Two green thumbs up!
This was the reaction over the weekend of Cabinet Secretary Karlo Nograles to the growing popularity of growing plants at home, particularly those that yield produce like vegetables and fruit, as this would encourage Filipino families to eat what they grow and possibly increase their vegetable intake.
Speaking in Filipino, Nograles said that more Filipinos should become “plantitos” and “plantitas” as “growing your own food, your own vegetables, has many benefits.”
More Filipinos should become “plantitos” and “plantitas” as “growing your own food, your own vegetables, has many benefits.”
“Plantitos” and “plantitas” are a combination of the words “plant” and “tito” or “tita.” The words “tito” and “tita” are Filipino for “uncle” and “aunt,” respectively.
The terms became popular during the lockdowns as Metro Manila residents began purchasing and bringing home plants to add some green to their homes.
With urban gardening becoming more commonplace, plantitos and plantitas have started growing food-producing plants such as herbs and tomatoes.

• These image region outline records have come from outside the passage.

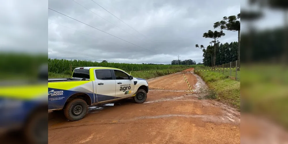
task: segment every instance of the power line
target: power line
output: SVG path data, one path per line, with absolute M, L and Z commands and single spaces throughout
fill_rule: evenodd
M 149 39 L 149 38 L 148 38 L 148 37 L 146 37 L 145 35 L 143 35 L 143 34 L 142 34 L 142 33 L 140 33 L 140 32 L 138 31 L 137 30 L 136 30 L 136 29 L 134 29 L 134 28 L 132 27 L 131 26 L 130 26 L 130 25 L 128 25 L 128 24 L 125 23 L 125 22 L 123 22 L 123 20 L 121 20 L 121 19 L 120 19 L 120 18 L 118 18 L 118 17 L 116 16 L 115 16 L 114 14 L 112 14 L 112 13 L 110 12 L 109 11 L 108 11 L 108 10 L 106 10 L 106 9 L 105 9 L 105 8 L 104 8 L 103 7 L 102 7 L 102 6 L 101 6 L 101 5 L 99 5 L 99 4 L 98 4 L 98 3 L 97 3 L 96 2 L 95 2 L 95 1 L 93 1 L 93 0 L 91 0 L 92 1 L 93 1 L 93 2 L 94 2 L 94 3 L 96 3 L 97 5 L 99 5 L 99 6 L 100 6 L 100 7 L 102 7 L 102 8 L 104 9 L 106 11 L 107 11 L 107 12 L 110 13 L 110 14 L 112 14 L 113 16 L 114 17 L 115 17 L 116 18 L 118 18 L 118 20 L 120 20 L 121 22 L 123 22 L 123 23 L 124 23 L 125 24 L 126 24 L 126 25 L 127 25 L 127 26 L 129 26 L 129 27 L 131 28 L 132 29 L 134 29 L 134 31 L 135 31 L 136 32 L 137 32 L 138 33 L 140 33 L 140 34 L 141 34 L 141 35 L 142 35 L 142 36 L 143 36 L 143 37 L 145 37 L 146 38 L 147 38 L 147 39 L 148 39 L 148 40 L 149 40 L 149 41 L 151 41 L 151 40 L 150 40 L 150 39 Z
M 49 22 L 52 22 L 52 23 L 54 23 L 54 24 L 58 24 L 58 25 L 60 25 L 60 26 L 63 26 L 63 27 L 65 27 L 66 28 L 67 28 L 67 29 L 72 29 L 72 30 L 73 30 L 74 31 L 77 31 L 78 32 L 80 32 L 80 33 L 83 33 L 83 34 L 84 34 L 85 35 L 89 35 L 89 36 L 90 36 L 91 37 L 94 37 L 94 38 L 95 38 L 96 39 L 101 39 L 101 40 L 103 40 L 104 41 L 107 41 L 107 42 L 108 42 L 112 43 L 113 43 L 113 44 L 115 44 L 115 45 L 117 45 L 119 46 L 121 46 L 122 47 L 123 47 L 123 48 L 127 48 L 127 47 L 124 47 L 124 46 L 121 46 L 121 45 L 119 45 L 119 44 L 117 44 L 117 43 L 113 43 L 113 42 L 111 42 L 111 41 L 107 41 L 106 40 L 105 40 L 105 39 L 101 39 L 101 38 L 98 38 L 98 37 L 94 37 L 94 36 L 92 36 L 92 35 L 91 35 L 87 34 L 87 33 L 83 33 L 83 32 L 81 32 L 81 31 L 78 31 L 77 30 L 73 29 L 72 29 L 72 28 L 69 28 L 69 27 L 66 26 L 64 26 L 64 25 L 62 25 L 62 24 L 59 24 L 56 23 L 55 22 L 52 22 L 52 21 L 51 21 L 50 20 L 48 20 L 48 21 L 49 21 Z
M 137 47 L 139 47 L 139 48 L 143 48 L 143 49 L 144 49 L 144 50 L 148 50 L 148 51 L 149 51 L 149 52 L 153 52 L 153 53 L 155 53 L 155 54 L 157 54 L 157 53 L 156 53 L 156 52 L 152 52 L 152 51 L 151 51 L 151 50 L 148 50 L 148 49 L 145 49 L 145 48 L 143 48 L 143 47 L 141 47 L 141 46 L 138 46 L 138 45 L 136 45 L 136 44 L 134 44 L 134 43 L 131 43 L 131 42 L 129 42 L 129 41 L 126 41 L 126 40 L 124 40 L 124 39 L 121 39 L 121 38 L 119 38 L 119 37 L 116 37 L 116 36 L 115 36 L 115 35 L 111 35 L 111 34 L 110 34 L 110 33 L 107 33 L 107 32 L 105 32 L 105 31 L 102 31 L 102 30 L 100 30 L 100 29 L 97 29 L 97 28 L 95 28 L 95 27 L 94 27 L 94 26 L 90 26 L 90 25 L 89 25 L 89 24 L 86 24 L 86 23 L 84 23 L 84 22 L 81 22 L 81 21 L 79 21 L 79 20 L 76 20 L 76 19 L 74 19 L 74 18 L 71 18 L 71 17 L 70 17 L 70 16 L 67 16 L 67 15 L 65 15 L 65 14 L 62 14 L 62 13 L 60 13 L 60 12 L 58 12 L 58 11 L 56 11 L 56 10 L 53 10 L 53 9 L 51 9 L 51 8 L 49 8 L 49 7 L 48 7 L 48 9 L 49 9 L 49 10 L 52 10 L 52 11 L 54 11 L 54 12 L 57 12 L 57 13 L 59 13 L 59 14 L 62 14 L 62 15 L 64 15 L 64 16 L 67 16 L 67 17 L 68 17 L 68 18 L 71 18 L 71 19 L 73 19 L 73 20 L 76 20 L 76 21 L 77 21 L 77 22 L 81 22 L 81 23 L 82 23 L 82 24 L 85 24 L 85 25 L 87 25 L 87 26 L 90 26 L 90 27 L 92 27 L 92 28 L 94 28 L 94 29 L 97 29 L 97 30 L 98 30 L 98 31 L 102 31 L 102 32 L 103 32 L 103 33 L 106 33 L 106 34 L 108 34 L 108 35 L 111 35 L 111 36 L 113 36 L 113 37 L 116 37 L 116 38 L 118 38 L 118 39 L 121 39 L 121 40 L 122 40 L 122 41 L 126 41 L 126 42 L 127 42 L 127 43 L 130 43 L 130 44 L 132 44 L 132 45 L 134 45 L 134 46 L 137 46 Z M 166 56 L 166 57 L 168 57 L 168 56 Z
M 180 57 L 181 57 L 181 56 L 179 56 L 179 55 L 178 54 L 178 56 L 177 56 L 177 57 L 178 57 L 178 66 L 179 66 L 179 58 Z
M 121 29 L 121 28 L 120 28 L 120 27 L 119 27 L 119 26 L 117 26 L 117 25 L 115 25 L 115 24 L 113 24 L 113 23 L 112 23 L 112 22 L 109 22 L 109 21 L 108 21 L 108 20 L 106 20 L 106 19 L 105 19 L 105 18 L 103 18 L 103 17 L 102 17 L 102 16 L 99 16 L 99 15 L 98 15 L 98 14 L 96 14 L 96 13 L 95 13 L 94 12 L 93 12 L 92 11 L 91 11 L 91 10 L 89 10 L 89 9 L 88 9 L 88 8 L 86 8 L 86 7 L 84 7 L 84 6 L 83 6 L 83 5 L 82 5 L 81 4 L 80 4 L 80 3 L 77 3 L 77 2 L 76 2 L 76 1 L 74 1 L 74 0 L 71 0 L 71 1 L 74 1 L 74 2 L 75 2 L 75 3 L 77 3 L 77 4 L 78 4 L 78 5 L 81 5 L 81 6 L 82 6 L 82 7 L 84 7 L 84 8 L 85 8 L 85 9 L 86 9 L 86 10 L 89 10 L 89 11 L 90 11 L 90 12 L 92 12 L 93 13 L 93 14 L 96 14 L 96 15 L 97 15 L 97 16 L 99 16 L 99 17 L 100 17 L 100 18 L 102 18 L 102 19 L 103 19 L 103 20 L 106 20 L 106 21 L 107 21 L 107 22 L 109 22 L 109 23 L 110 23 L 110 24 L 113 24 L 113 25 L 114 25 L 114 26 L 116 26 L 116 27 L 118 27 L 118 28 L 119 28 L 120 29 L 121 29 L 121 30 L 122 30 L 122 31 L 124 31 L 124 32 L 126 32 L 126 33 L 128 33 L 128 34 L 129 34 L 129 35 L 132 35 L 132 36 L 133 36 L 133 37 L 134 37 L 135 38 L 137 38 L 137 39 L 139 39 L 139 40 L 140 40 L 140 41 L 143 41 L 143 40 L 141 40 L 141 39 L 139 39 L 139 38 L 138 38 L 138 37 L 136 37 L 136 36 L 134 36 L 134 35 L 132 35 L 132 34 L 130 34 L 130 33 L 128 33 L 128 32 L 127 32 L 127 31 L 125 31 L 125 30 L 124 30 L 124 29 Z M 145 42 L 146 43 L 146 43 L 146 42 L 145 42 L 145 41 L 144 41 L 144 42 Z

“Ako, full support ako dito. In fact, in Task Force Zero Hunger (TFZH), we promote urban gardening, community gardens, urban agriculture so that homes and communities have their own supplies of vegetables in their own backyards and are assured of access to nutritious food,” explained the TFZH head.
“We hope this culture of urban and home gardening takes root in our country. We should go beyond being plantitos and plantitas––dapat maging vegetitos and vegetitas na rin tayo.”

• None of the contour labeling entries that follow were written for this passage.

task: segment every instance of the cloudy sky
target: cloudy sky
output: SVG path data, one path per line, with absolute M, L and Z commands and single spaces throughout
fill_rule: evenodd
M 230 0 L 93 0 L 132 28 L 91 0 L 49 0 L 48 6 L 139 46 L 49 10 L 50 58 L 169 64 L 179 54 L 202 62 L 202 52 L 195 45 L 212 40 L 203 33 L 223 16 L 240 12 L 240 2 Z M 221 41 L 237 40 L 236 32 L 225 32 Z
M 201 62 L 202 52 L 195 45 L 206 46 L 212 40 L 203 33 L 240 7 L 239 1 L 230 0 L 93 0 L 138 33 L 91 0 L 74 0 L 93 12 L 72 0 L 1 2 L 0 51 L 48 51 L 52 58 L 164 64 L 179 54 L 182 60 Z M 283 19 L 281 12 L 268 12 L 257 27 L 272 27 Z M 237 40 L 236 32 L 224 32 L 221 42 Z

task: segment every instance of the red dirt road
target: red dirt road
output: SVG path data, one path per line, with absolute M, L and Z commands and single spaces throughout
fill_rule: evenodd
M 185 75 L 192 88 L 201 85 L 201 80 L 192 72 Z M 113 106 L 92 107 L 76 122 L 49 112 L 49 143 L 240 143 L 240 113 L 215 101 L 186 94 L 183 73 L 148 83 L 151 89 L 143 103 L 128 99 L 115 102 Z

The “Gulayan sa Barangay” (GSB) program as a means to ensure that communities have a steady source of healthy produce for their residents.
The Palace official also urged barangays to adopt the “Gulayan sa Barangay” (GSB) program as a means to ensure that communities have a steady source of healthy produce for their residents.

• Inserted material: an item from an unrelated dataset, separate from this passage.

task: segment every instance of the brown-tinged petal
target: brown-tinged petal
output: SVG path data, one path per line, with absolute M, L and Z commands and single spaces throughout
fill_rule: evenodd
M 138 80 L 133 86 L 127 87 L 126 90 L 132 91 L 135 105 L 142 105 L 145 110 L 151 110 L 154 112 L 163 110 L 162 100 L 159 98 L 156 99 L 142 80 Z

In an August 2019 memorandum circular, the Department of Interior and Local Government (DILG) had earlier directed all local government units to adopt the GSB program and establish organic gardens in their jurisdictions “to ensure a sustainable supply of organic produce and encourage the community to be self-sufficient.”
The DILG directive was an offshoot of a Department of Agriculture-National Organic Agriculture Board resolution that recommended that LGUs establish organic gardens via the GSB, consistent with the provisions of Republic Act No. 10068 or the Organic Agriculture Act of 2010.